Flamenco-Aufführung im berühmten Corral de la Moreira.
Flamenco-Aufführung im berühmten Corral de la Moreira.Irene Zöch

Das 120 Hektar große Areal namens Madrid Rio wurde zu einer der grünen Lungen der chronisch vom Autoverkehr verstopften Metropole. Erst vor wenigen Monaten setzte Madrid ein weiteres aufsehenerregendes Verkehrskonzept um: In einem knapp 500 Hektar großen Sperrgebiet im Zentrum dürfen nur noch Anrainer und Taxis fahren. Rund um die Markthalle San Miguel im Viertel Madrid de los Austrias ist man zu Fuß unterwegs. Drinnen in der Halle (die aufgrund der Eisenkonstruktion ein wenig an das Wiener Palmenhaus erinnert) türmen sich Köstlichkeiten wie Käse aus Kastilien, diverse Schinkensorten oder Oliven. Der einst in die Jahre gekommene Markt ist heute ein Magnet für Touristen, aber auch für die Madrilenen geworden: Man kann sich durch ganz Spanien kosten.

Sterneküche und Flamenco

Madrid sehen und erleben

Und abends, falls nach all den Happen und Häppchen noch Platz im Magen ist, geht's ab zu Flamenco und Abendessen. Im Corral de la Morería gibt man Flamenco nicht nur auf der Bühne, dort wird Flamenco gelebt. Im kleinen, engen Lokal treten die Stars der Szene auf und ziehen das Publikum mit in diesen Sog der traurigen Gitarrenmusik. Flamenco-Schuhe klappern, die Tänzerin schwingt ihren Rock, später kommt ein Mann dazu, sie tanzen gemeinsam. Plötzlich wird eine junge Frau auf die Bühne gerufen. Sie sei eine Verwandte von einem der Sänger, erklärt einer der Musiker. In Jeans und Hemd, mit zusammengedrehten Wuschelhaaren singt sie in einer tiefen, vollen Stimme, die man diesem zierlichen Hipstermädchen nicht zugetraut hätte. Erst kürzlich wurde das Lokal mit Sterneküche in den Reiseführer „1000 Places to See Before You Die“ aufgenommen. Das hätten wir also abgehakt. Ein langer Tag geht zu Ende. Zeit, um endlich bei Alberto vorbeizuschauen.Informationen: Infos zu Madrid sowie zu Tagesausflügen ins Umland bietet das spanische Fremdenverkehrsamt. www.spain.info, www.esmadrid.com, www.turismomadrid.es

Essen: Tapasbars wie Casa Alberto (www.casaalberto.es) oder Taverne la Dolores (www.esmadrid.com) im Barrio Las Letras, Restaurant Tablafina (www.tabalfina.com) oder Restaurant Picalagartos (www.picalagartos.com).

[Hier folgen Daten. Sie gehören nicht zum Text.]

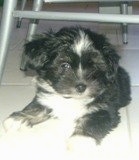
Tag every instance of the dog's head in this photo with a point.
(73, 61)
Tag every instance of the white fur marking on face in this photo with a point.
(82, 43)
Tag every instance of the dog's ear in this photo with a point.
(39, 53)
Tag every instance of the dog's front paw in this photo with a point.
(11, 124)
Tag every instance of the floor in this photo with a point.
(17, 89)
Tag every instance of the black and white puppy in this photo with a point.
(79, 84)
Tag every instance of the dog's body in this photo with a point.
(80, 84)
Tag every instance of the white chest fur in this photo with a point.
(64, 108)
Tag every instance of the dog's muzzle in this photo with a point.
(80, 87)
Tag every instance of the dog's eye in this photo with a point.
(65, 66)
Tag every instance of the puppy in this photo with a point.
(80, 85)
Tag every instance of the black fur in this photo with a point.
(53, 57)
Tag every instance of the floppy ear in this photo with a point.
(39, 53)
(111, 59)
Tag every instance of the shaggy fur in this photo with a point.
(80, 84)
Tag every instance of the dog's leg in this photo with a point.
(81, 148)
(97, 125)
(32, 114)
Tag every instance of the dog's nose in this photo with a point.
(81, 87)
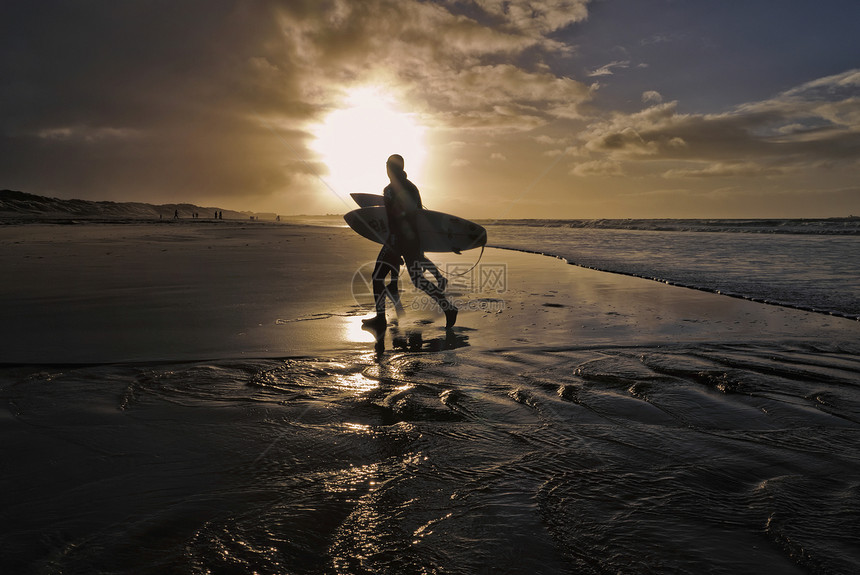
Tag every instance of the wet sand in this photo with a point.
(119, 293)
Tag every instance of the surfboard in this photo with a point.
(368, 200)
(438, 231)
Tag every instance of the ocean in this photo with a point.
(806, 264)
(595, 423)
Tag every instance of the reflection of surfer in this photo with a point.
(402, 203)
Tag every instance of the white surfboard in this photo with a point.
(437, 231)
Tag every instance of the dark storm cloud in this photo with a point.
(818, 121)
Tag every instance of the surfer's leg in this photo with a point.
(416, 274)
(431, 267)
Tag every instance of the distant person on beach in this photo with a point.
(402, 204)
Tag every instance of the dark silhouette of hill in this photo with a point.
(21, 205)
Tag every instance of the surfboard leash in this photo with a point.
(470, 269)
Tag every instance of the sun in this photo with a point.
(355, 140)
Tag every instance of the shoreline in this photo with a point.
(689, 286)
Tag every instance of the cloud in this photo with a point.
(216, 97)
(607, 70)
(723, 170)
(809, 124)
(652, 96)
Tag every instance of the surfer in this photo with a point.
(402, 203)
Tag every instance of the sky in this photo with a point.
(502, 109)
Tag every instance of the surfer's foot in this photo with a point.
(450, 317)
(375, 322)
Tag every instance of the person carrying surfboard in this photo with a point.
(402, 204)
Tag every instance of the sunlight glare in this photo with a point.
(355, 141)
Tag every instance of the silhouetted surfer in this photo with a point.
(402, 204)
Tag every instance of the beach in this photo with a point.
(199, 397)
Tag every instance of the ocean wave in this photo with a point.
(818, 226)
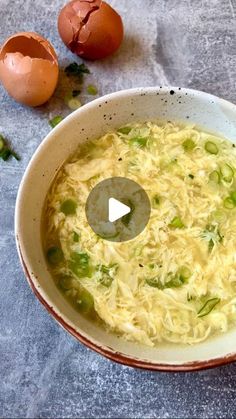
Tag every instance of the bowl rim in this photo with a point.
(108, 352)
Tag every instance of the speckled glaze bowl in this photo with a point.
(90, 122)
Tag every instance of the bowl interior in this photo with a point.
(90, 122)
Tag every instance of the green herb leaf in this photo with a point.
(214, 176)
(124, 130)
(85, 302)
(68, 207)
(138, 142)
(92, 90)
(79, 264)
(227, 172)
(107, 274)
(188, 145)
(211, 147)
(208, 307)
(176, 223)
(212, 235)
(5, 151)
(55, 121)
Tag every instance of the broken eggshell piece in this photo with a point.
(90, 28)
(28, 68)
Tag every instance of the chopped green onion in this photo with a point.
(155, 283)
(65, 282)
(214, 176)
(79, 264)
(68, 207)
(227, 172)
(76, 237)
(155, 201)
(5, 151)
(74, 104)
(211, 147)
(208, 307)
(233, 196)
(107, 274)
(176, 223)
(92, 90)
(54, 255)
(138, 141)
(55, 121)
(85, 302)
(189, 145)
(75, 93)
(124, 130)
(229, 203)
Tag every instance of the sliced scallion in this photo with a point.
(124, 130)
(189, 145)
(211, 147)
(176, 223)
(208, 307)
(214, 176)
(227, 172)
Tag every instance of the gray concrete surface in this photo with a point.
(44, 372)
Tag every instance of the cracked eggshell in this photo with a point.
(29, 68)
(90, 28)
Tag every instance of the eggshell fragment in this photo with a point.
(28, 68)
(90, 28)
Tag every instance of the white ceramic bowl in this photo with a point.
(90, 122)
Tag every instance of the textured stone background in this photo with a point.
(44, 372)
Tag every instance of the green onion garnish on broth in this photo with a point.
(64, 282)
(85, 302)
(68, 207)
(211, 147)
(124, 130)
(233, 197)
(227, 172)
(79, 264)
(54, 255)
(188, 145)
(55, 121)
(229, 203)
(214, 176)
(92, 90)
(208, 307)
(5, 151)
(176, 223)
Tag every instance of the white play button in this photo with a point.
(117, 210)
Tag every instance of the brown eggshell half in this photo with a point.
(97, 35)
(29, 68)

Übernachten: NH Madrid Nacional, Paseo del Prado, zentral gelegen nahe Prado sowie Las Letras (www.nh-hotels.de) oder NH Collection Madrid Gran Via, Terrasse mit spektakulärem Blick über die Gran Via (www.nh-hotels.de).

Anreise: Einmal täglich mit der Iberia von Wien nach Madrid.

Compliance: Die Reise erfolgte auf Einladung des spanischen Fremdenverkehrsamts.